A medida que se conocen las subvenciones públicas que la Generalitat concede a los medios de comunicación catalanes la vergüenza pública aumenta, más todavía en estos últimos años de crisis. Sean medios tradicionales (radio, prensa y televisión) o digitales, el Ejecutivo catalán sigue influyendo en las empresas editoras por medio de una coartada política: construir un espacio catalán (nacional, dicen) de comunicación.

El perjuicio que estos recursos públicos ocasionan son variados. Por un lado, construyen un sistema periodístico catalán servil al gobierno de turno. Se destruye la pata de la democracia que tiene la delegación ciudadana de fiscalizar a los poderes públicos, de criticar sus abusos y excesos. Es una lástima que acabe subyugada al poder político por razones de índole estrictamente económica.

No es la única consecuencia. La transición que la industria periodística debe realizar hacia los nuevos planteamientos del mercado también queda obstaculizada por la confortabilidad que dan los recursos públicos cuando son capaces de resolver la cuenta de resultados de las compañías editoras o incluso proporcionan, de forma directa, beneficios a sus propietarios. El dinero público no sólo es una alteración de la competencia, un atentado a la prensa democrática, sino que incluso, como corolario, es pan para hoy y hambre, mucha hambre, para mañana.

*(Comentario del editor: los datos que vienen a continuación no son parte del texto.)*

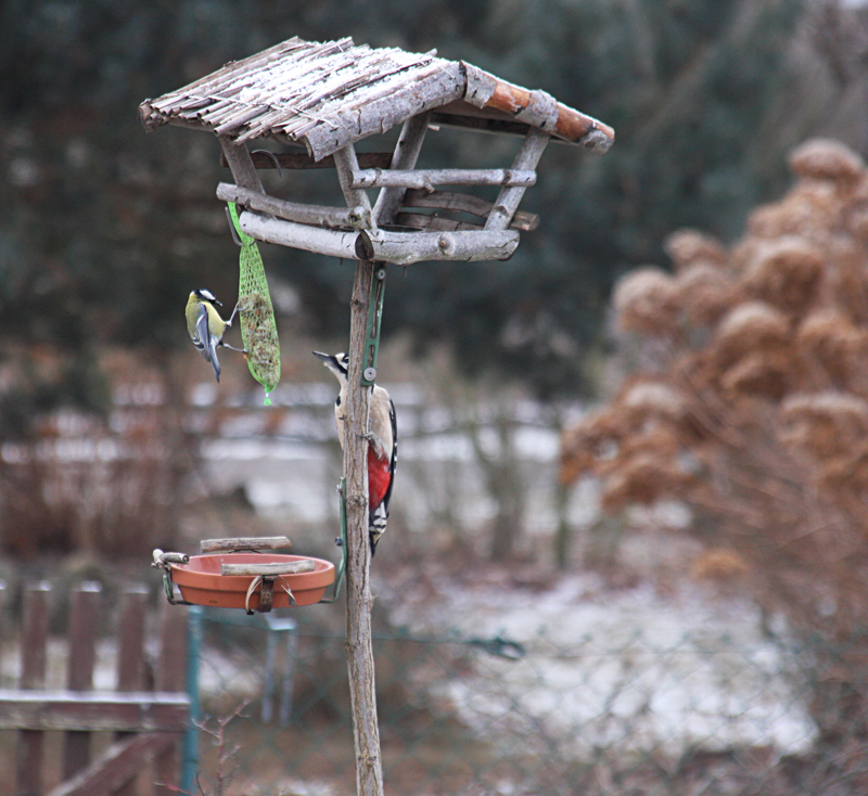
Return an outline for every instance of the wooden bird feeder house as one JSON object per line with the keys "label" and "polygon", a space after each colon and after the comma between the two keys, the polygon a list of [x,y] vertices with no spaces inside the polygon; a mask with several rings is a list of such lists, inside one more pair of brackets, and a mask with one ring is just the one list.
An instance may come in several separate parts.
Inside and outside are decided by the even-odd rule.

Discutir con nacionalistas catalanes sobre la cuestión siempre lleva al mismo punto: eso también sucede en España. Es una falsedad que, a fuerza de repetirse, se ha convertido en una especie de verdad revelada. Que las autonomías financien los medios de comunicación públicos y se aprovechen de ellos para sus fines políticos es una barbaridad mayúscula que una regeneración democrática debería corregir. Lo hemos visto en Madrid (Telemadrid), Valencia (y el extinto Canal 9), Andalucía (Canal Sur), Cataluña (TV3) y casi todas las comunidades autónomas, grandes ayuntamientos y alguna otra administración. Pero que, además, se subvencione de manera directa a los medios de comunicación privados es una distorsión intolerable de la realidad del mercado y una voluntad expresa de control y adoctrinamiento sin parangón.

En Cataluña funcionan ambas líneas de actuación. El dinero público llega a todos los medios de comunicación, públicos y privados, en forma de subvención. Además, por si eso fuera poco, también acostumbra a llegar por la vía de convenios publicitarios que son menos discutibles, pero igual de efectivos para mejorar las cuentas de resultados.

Muchos medios que hoy viven de esos recursos pagados entre los ciudadanos no son libres para ejercer la crítica a sus pagadores y convertirse en la voz de sus lectores, oyentes o televidentes. Si vivieran a la intemperie del mercado se verían en la obligación de cerrar sus puertas. El nuevo gobierno catalán no piensa acabar con esa actuación que le favorece sus intereses tácticos cortoplacistas. Mientras, sus socios de la CUP, tan progresistas e igualitarios para algunas cosas, no dicen está boca es mía sobre ese particular, convirtiéndose en cómplices de una actuación que también permitió el tripartito de Maragall y Montilla como si regar con recursos públicos permitieran a los gobiernos perpetuarse hasta la eternidad. En sus carnes pudieron comprobar que su esfuerzo resultó inútil.

Crónica Global ha rechazado desde su fundación ese perverso juego. Ni solicitamos ni aspiramos a las dádivas de ningún gobierno, sea cual sea. Nuestros críticos, la mayoría paniaguados de la intelectualidad nacionalista y estómagos agradecidos de los gobernantes, aseguran que el Ibex 35 es quien financia nuestra existencia y, en consecuencia, nos atribuyen otro servilismo. Les falta por decir que cobramos del Vaticano o de alguna secta satánica para completar su relato maquiavélico. Son incapaces de entender que es posible situarse en el mercado de una manera equilibrada, crítica y ejercer un periodismo sin rendiciones a ningún poder, sea cual sea su origen o procedencia. Les cuesta entender que haya lectores dispuestos a ser suscriptores y contribuir a la existencia de proyectos independientes porque, como el ladrón, piensan que todos son de su misma condición.